Okulda bir zamanlar okuduğumuz Hayat
Bilgisi dersine hiç benzemiyor. Her yaşta farklı yaşıyoruz onu. Yine de
bilmemiz ve öğrenmemiz gereken nice Sosyal
Bilgiler katında mevzular var. Şakacı
Dünyalı geçmiş hakkında huzurlu,
bugün hakkında kuşkulu, gelecek hakkında sorgulayıcıdır.
Ama ben bazen şöyle de düşünmeden edemiyorum: “Bırakalım bazı şeyler
kendiliğinden olsun.” Her şey olacağına varır!!!
***…***
Şakacı Dünyalılar hayatınızı basitleştirecek şu reçeteyi de bir
köşeye not edin:
- Ø Her zaman ümitli olun; şartlar ne denli zorlaşırsa zorlaşsın.
- Ø Herkese teveccüh gösterin.
- Ø Arkadaşlarınızı, dostlarınızı, yakın komşularınızı, yakın/uzak akrabalarınızı, sevdiklerinizi düzenli olarak davet edin.
- Ø Hayatın sizin için çaldığı her ritimli parçaya tempo tutun ve dans edin.
- Ø Size fırsat doğuran her dakikadan mutluluk elde etmeye çalışın.
- Ø Kalbinizin sesini dinleyin.
- Ø Daha fazla sarılın, kucaklaşın, öpüşün.

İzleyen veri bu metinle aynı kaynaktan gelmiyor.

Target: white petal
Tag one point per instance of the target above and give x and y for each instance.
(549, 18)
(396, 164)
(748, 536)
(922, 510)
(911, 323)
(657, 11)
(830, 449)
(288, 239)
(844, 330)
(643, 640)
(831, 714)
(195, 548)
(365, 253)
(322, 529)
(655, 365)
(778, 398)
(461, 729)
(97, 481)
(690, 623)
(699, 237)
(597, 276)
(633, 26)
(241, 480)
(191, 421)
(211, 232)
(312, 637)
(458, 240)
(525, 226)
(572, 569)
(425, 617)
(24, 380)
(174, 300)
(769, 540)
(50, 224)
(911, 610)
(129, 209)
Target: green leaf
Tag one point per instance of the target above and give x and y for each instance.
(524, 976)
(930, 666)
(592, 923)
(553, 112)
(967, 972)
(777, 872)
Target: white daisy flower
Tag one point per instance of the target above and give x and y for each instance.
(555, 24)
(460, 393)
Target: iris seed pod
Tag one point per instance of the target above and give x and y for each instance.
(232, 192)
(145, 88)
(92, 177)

Birbirinizi daha çok sevin.
- Ø Hobi olarak sevdiğiniz şeyleri yapmaktan keyif alın.
- Ø Size korkunç yüzünü gösteren hayatla dalga geçmesini bilin.

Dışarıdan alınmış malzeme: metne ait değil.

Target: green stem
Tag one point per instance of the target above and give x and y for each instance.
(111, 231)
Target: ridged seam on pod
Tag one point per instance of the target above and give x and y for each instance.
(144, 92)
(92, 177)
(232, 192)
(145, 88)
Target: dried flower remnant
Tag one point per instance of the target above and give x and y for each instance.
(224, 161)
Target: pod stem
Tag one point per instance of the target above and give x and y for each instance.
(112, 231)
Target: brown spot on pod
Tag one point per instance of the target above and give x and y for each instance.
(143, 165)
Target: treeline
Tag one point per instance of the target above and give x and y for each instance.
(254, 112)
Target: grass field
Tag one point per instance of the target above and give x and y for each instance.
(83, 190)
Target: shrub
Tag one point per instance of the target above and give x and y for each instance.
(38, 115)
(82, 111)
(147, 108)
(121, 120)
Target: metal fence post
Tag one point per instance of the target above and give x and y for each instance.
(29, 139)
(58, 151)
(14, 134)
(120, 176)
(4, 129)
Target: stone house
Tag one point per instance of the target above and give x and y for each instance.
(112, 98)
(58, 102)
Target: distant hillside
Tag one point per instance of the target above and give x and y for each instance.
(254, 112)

- Ø Mahalleniz ve çevresindeki her şeyi sevin. Şakacı Dünya yaşamak için en güzel yerlerden biridir.
- Ø Her gün yeni şeyler öğrenin.
- Ø Kin taşımayın. Asabi kalkarsanız köpürmeyle oturursunuz.

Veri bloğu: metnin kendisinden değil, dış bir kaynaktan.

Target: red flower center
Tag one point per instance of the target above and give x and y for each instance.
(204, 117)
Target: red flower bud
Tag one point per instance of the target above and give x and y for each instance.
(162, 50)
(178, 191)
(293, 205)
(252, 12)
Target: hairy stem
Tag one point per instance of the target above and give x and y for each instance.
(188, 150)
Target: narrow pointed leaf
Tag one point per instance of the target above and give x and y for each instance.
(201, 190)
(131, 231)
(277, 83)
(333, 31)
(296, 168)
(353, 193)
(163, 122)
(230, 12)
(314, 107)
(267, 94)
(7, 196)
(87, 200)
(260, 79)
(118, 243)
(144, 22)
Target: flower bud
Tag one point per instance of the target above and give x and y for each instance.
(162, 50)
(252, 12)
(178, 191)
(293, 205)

- Ø Geçmişin tüm kötü hatıralarını silin.
- Ø Hayat sizi ne kadar aşağılasa da yukarı çıkmayı deneyin.
- Ø Size zarar veren şeyleri bırakın.
- Ø Kendinize güvenin.
- Ø Daha çok gülümseyin. Hatta kahkaha atın.
- Ø Hayatın gerçek anlamını anlayın.
- Ø Yaşadığınız yere değecek bir şeyler yapın.
- Ø Ne yaparsanız yapın en iyi olanın hasretini içinizde hissedin.
(Bunların bir kısmını gırgır
olarak yazdım, bir kısmını ise gerçekçi.)
Seref Sayman
Kazasker Şakacı Sokak, İstanbul, 22.04.1977
***…***
(*) Önceki Makale: Güldestem: “Kafalama – 3”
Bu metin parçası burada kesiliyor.